TensorFlow (since version 2.0) however can easily switch to so called “eager execution”: in this mode, it behaves the same as Numpy; values are computed instantly and the Python code is not only executed once but every time.

To switch this on or off, the global flag in TensorFlow tf.config.run_functions_eagerly(True) or the enviroment variable “PHASESPACE_EAGER” (which switches this flag) can be used.

Random numbers

The random number generation inside phasespace is transparent in order to allow for deterministic behavior if desired. A function that uses random number generation inside always takes a seed (or rng) argument. The behavior is as follows

  • if no seed is given, the global random number generator of TensorFlow will be used. Setting this instance explicitly or by setting the seed via tf.random.set_seed allows for a deterministic execution of a whole _script_.

  • if the seed is a number it will be used to create a random number generator from this. Using the same seed again will result in the same output.

  • if the seed is an instance of tf.random.Generator, this instance will directly be used and advances an undefined number of steps.

phasespace package

phasespace.phasespace module

Implementation of the Raubold and Lynch method to generate n-body events.

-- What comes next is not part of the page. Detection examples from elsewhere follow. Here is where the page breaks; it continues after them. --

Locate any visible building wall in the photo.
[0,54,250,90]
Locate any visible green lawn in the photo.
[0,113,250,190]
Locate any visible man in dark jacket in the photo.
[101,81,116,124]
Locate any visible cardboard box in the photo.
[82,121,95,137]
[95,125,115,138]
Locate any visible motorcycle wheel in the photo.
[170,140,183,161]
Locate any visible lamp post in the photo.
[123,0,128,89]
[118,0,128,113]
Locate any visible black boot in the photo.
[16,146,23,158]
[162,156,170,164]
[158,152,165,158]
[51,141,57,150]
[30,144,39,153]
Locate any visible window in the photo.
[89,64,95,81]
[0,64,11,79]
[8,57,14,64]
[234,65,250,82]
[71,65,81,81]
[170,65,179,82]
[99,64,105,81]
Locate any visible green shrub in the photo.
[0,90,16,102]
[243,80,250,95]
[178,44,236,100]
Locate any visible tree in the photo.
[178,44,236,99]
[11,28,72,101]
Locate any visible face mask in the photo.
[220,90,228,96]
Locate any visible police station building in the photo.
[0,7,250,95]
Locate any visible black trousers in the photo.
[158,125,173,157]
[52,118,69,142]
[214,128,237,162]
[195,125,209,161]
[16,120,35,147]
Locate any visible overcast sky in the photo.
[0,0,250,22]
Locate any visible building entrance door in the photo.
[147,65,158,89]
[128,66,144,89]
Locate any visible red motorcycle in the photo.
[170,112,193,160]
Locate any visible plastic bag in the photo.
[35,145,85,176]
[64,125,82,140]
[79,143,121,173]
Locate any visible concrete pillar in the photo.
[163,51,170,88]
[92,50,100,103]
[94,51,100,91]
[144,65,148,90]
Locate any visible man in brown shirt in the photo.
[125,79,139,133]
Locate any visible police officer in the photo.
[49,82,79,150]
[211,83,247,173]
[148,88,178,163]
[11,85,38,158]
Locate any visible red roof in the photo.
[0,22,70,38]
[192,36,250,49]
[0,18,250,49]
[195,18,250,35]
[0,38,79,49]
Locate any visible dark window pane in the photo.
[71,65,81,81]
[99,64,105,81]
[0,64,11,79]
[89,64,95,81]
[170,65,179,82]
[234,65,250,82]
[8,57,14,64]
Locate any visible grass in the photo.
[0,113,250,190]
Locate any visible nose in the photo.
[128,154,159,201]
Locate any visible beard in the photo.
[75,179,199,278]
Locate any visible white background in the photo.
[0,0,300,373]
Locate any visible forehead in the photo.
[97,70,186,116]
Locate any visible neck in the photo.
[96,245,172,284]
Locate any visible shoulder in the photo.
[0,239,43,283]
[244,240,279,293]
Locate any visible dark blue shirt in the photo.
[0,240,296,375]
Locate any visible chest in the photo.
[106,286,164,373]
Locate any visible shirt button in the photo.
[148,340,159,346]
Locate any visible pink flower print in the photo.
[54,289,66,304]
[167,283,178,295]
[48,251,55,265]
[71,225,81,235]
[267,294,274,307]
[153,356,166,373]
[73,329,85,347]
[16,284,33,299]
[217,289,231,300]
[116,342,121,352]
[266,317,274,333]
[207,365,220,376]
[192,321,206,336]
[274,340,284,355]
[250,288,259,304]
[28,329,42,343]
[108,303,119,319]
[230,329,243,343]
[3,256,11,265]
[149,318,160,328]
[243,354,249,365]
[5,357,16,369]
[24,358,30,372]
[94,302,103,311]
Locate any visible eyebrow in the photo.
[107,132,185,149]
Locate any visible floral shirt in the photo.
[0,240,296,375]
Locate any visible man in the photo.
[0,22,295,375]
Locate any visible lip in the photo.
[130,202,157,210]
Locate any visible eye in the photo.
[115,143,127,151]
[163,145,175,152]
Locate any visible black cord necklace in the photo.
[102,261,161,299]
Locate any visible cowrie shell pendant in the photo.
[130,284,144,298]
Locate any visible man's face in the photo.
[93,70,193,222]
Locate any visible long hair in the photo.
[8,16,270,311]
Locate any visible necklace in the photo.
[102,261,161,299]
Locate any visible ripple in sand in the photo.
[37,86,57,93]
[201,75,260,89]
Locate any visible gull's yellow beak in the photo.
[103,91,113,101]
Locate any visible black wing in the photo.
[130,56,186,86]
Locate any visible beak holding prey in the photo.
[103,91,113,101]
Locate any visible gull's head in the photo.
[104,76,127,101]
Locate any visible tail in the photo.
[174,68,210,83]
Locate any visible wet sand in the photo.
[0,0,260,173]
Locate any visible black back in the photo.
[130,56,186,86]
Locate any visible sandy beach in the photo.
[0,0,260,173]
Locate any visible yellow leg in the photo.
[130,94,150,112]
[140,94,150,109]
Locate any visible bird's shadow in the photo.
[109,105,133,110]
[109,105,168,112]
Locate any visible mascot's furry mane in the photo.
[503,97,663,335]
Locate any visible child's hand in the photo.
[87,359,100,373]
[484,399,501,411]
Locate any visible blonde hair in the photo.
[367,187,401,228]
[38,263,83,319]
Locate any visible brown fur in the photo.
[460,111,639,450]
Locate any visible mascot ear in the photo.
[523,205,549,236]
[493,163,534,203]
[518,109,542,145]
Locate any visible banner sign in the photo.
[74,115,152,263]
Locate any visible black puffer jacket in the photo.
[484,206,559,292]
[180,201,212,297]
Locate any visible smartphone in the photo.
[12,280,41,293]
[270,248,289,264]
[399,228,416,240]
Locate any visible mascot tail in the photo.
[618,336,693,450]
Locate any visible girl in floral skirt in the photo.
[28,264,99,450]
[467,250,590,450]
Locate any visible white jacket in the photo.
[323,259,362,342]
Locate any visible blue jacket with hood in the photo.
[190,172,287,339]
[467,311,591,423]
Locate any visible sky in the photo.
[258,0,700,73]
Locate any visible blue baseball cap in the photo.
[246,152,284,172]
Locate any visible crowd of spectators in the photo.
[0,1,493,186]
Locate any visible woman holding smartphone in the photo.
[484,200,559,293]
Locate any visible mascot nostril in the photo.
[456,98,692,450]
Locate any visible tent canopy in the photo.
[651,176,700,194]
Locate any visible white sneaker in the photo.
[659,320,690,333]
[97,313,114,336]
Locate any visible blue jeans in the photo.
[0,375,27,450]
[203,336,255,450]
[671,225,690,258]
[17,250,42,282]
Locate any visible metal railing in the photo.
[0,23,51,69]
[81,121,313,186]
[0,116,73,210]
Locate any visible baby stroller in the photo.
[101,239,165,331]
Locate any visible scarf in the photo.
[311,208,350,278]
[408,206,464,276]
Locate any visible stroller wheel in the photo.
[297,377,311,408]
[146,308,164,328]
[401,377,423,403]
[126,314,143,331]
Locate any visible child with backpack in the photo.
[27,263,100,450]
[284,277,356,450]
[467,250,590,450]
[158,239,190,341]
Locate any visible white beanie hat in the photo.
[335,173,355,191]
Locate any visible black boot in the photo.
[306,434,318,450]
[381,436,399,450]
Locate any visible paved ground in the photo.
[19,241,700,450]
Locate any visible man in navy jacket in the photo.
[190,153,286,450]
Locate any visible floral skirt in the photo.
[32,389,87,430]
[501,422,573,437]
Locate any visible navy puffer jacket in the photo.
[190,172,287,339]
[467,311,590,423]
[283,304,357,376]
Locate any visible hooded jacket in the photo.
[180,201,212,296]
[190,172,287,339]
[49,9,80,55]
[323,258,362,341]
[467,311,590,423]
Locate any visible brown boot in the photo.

The code is based on the GENBOD function (W515 from CERNLIB), documented in:

  1. James, Monte Carlo Phase Space, CERN 68-15 (1968)

class phasespace.phasespace.GenParticle(name: str, mass: Union[Callable, int, float])[source]

Bases: object

Representation of a particle.

Instances of this class can be combined with each other to build decay chains, which can then be used to generate phase space events through the generate or generate_tensor method.

A GenParticle must have
  • a name, which is ensured not to clash with any others in

    the decay chain.

  • a mass, which can be either a number or a function to generate it according to

    a certain distribution. The returned ~`tf.Tensor` needs to have shape (nevents,). In this case, the particle is not considered as having a fixed mass and the has_fixed_mass method will return False.

It may also have:

  • Children, ie, decay products, which are also GenParticle instances.

Parameters
  • name (str) – Name of the particle.

  • mass (float, Tensor`, callable) – Mass of the particle. If it’s a float, it get converted to a tf.constant.

generate(n_events: Union[int, tensorflow.python.framework.ops.Tensor, tensorflow.python.ops.variables.Variable], boost_to: Optional[tensorflow.python.framework.ops.Tensor] = None, normalize_weights: bool = True, seed: Optional[Union[int, tensorflow.python.ops.stateful_random_ops.Generator]] = None)Tuple[tensorflow.python.framework.ops.Tensor, Dict[str, tensorflow.python.framework.ops.Tensor]][source]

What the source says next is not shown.